Professor Kok-Chor Tan: Injustice and Individual Responsibility

Professor Kok-Chor Tan: Injustice and Individual Responsibility
Event Date
Location
Anne Galbraith Boardroom, Durham Law School, 5pm

 

 

 

 

On the institutional approach to justice, individuals' duty of justice is primarily to support and comply with the rules of just institutions. Thus, under the ideal condition when there are just institutions, the institutional approach offers a clear and circumscribed scope for individual responsibility for justice. But what does the institutional approach say when existing institutions are unjust or not adequately just? How much guidance can the approach offer consistent with its special privileging of institutions? One proposal is that individuals have the primary responsibility to do their share to create just institutions.
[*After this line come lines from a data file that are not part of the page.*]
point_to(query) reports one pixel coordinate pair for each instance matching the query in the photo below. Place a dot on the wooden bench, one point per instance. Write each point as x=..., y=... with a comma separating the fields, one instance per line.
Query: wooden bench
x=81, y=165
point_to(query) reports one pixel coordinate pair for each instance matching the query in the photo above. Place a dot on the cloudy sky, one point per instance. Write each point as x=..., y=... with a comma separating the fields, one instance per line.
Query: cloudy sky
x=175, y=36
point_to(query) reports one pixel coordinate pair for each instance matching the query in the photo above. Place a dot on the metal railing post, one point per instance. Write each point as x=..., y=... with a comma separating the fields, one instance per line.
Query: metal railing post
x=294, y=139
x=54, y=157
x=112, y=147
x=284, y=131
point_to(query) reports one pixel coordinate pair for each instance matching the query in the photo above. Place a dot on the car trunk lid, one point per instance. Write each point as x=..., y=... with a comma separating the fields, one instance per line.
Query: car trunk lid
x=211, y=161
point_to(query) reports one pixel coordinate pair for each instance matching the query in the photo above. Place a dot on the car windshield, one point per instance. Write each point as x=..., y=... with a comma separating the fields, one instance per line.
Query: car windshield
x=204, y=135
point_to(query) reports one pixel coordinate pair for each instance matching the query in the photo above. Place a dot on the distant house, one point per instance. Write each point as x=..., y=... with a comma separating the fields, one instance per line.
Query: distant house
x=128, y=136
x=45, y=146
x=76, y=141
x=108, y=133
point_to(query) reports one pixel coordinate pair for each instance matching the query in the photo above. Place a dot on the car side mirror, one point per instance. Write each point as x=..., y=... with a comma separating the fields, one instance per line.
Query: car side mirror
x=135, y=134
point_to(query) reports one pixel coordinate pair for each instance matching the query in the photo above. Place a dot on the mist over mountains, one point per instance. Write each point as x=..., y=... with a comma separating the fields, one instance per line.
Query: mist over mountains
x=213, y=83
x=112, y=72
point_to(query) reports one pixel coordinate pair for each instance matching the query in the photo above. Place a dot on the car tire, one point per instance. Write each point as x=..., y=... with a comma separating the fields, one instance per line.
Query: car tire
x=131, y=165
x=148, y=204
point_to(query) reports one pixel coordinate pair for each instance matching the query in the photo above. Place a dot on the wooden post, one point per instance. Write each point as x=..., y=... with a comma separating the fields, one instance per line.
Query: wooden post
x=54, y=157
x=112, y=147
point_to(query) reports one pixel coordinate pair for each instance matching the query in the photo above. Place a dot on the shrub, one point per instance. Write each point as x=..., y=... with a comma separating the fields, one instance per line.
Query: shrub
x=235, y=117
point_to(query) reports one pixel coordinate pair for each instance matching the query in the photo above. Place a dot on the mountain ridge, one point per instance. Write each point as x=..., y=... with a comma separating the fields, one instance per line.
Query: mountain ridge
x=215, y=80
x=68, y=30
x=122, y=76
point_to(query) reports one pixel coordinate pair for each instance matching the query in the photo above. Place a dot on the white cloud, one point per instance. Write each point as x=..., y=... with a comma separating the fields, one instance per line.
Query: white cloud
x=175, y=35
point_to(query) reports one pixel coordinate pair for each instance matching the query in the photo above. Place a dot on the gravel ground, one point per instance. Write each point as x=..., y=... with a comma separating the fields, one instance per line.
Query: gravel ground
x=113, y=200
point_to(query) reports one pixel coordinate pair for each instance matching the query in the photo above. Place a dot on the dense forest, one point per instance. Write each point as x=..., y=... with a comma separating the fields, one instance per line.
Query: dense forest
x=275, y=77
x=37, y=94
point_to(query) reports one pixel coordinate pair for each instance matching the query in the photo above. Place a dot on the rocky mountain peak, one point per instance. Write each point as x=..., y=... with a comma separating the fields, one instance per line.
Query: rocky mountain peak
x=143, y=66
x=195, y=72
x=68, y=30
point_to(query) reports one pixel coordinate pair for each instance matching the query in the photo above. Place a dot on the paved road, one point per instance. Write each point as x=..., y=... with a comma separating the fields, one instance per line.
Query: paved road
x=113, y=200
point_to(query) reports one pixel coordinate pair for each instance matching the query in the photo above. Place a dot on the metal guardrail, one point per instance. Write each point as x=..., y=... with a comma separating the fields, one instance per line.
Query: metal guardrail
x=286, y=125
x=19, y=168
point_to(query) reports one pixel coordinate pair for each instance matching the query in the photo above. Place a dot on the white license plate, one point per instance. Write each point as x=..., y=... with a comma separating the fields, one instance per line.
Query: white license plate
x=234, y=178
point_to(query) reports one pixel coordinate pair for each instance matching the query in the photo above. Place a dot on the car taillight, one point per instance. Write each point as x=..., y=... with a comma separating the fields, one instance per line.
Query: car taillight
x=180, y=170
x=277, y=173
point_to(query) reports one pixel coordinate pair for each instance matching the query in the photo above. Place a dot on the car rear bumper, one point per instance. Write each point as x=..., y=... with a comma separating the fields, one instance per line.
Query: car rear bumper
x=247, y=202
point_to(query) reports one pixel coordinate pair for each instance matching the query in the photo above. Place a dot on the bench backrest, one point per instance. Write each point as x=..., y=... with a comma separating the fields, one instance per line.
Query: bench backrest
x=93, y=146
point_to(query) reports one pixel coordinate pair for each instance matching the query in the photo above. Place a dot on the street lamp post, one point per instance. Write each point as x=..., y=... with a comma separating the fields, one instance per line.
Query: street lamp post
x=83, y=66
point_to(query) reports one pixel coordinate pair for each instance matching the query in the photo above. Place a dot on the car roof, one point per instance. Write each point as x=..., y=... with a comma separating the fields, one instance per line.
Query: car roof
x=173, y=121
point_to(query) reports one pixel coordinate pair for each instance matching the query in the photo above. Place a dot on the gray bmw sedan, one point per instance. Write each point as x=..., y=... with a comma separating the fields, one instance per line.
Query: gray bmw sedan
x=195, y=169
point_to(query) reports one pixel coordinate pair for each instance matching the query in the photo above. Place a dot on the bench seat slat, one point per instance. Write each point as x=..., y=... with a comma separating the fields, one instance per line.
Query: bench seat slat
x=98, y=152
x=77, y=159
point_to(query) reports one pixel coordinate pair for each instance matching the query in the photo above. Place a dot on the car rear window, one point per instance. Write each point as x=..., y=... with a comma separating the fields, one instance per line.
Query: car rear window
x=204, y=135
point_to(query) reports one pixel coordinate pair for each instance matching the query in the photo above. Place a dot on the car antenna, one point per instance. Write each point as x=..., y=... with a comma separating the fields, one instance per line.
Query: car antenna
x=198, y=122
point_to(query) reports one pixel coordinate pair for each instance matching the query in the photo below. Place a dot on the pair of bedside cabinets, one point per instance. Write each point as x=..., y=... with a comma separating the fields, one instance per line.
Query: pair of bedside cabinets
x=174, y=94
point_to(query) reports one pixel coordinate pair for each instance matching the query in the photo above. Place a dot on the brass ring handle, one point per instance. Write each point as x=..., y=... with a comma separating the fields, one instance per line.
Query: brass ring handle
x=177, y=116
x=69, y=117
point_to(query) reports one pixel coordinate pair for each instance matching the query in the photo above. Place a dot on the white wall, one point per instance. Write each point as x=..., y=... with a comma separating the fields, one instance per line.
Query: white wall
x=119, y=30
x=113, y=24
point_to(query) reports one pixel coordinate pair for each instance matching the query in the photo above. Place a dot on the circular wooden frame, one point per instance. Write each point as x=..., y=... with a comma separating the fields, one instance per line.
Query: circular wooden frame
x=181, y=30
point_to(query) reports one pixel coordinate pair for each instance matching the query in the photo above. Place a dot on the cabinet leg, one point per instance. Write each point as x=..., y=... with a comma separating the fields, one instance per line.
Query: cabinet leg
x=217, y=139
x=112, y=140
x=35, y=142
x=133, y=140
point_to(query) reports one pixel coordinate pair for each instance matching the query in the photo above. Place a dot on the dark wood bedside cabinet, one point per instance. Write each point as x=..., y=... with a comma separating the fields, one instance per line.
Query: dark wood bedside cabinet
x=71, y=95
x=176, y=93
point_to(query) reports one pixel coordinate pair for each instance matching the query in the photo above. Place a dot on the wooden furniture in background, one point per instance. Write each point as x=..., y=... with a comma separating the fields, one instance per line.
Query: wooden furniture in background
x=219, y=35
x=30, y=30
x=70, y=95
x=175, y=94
But does this mean that no matter what else an individual can do to bring about more good interpersonally, she must do her part to establish just arrangements? And does this mean that when a person is doing her part in this regard, she adequately discharges her responsibility of justice even when she is able to do more good interpersonally? Some will think that the claim that a person must do her share, as a matter of justice, to establish just institutions fetishizes institutions; and the claim that a person discharges her responsibility of justice when she is helping to create just institutions sells short the demands of justice. I will suggest that these claims are not as implausible as they might sound, but can in fact serve as reasonable guidelines for individual action when just institutions are lacking.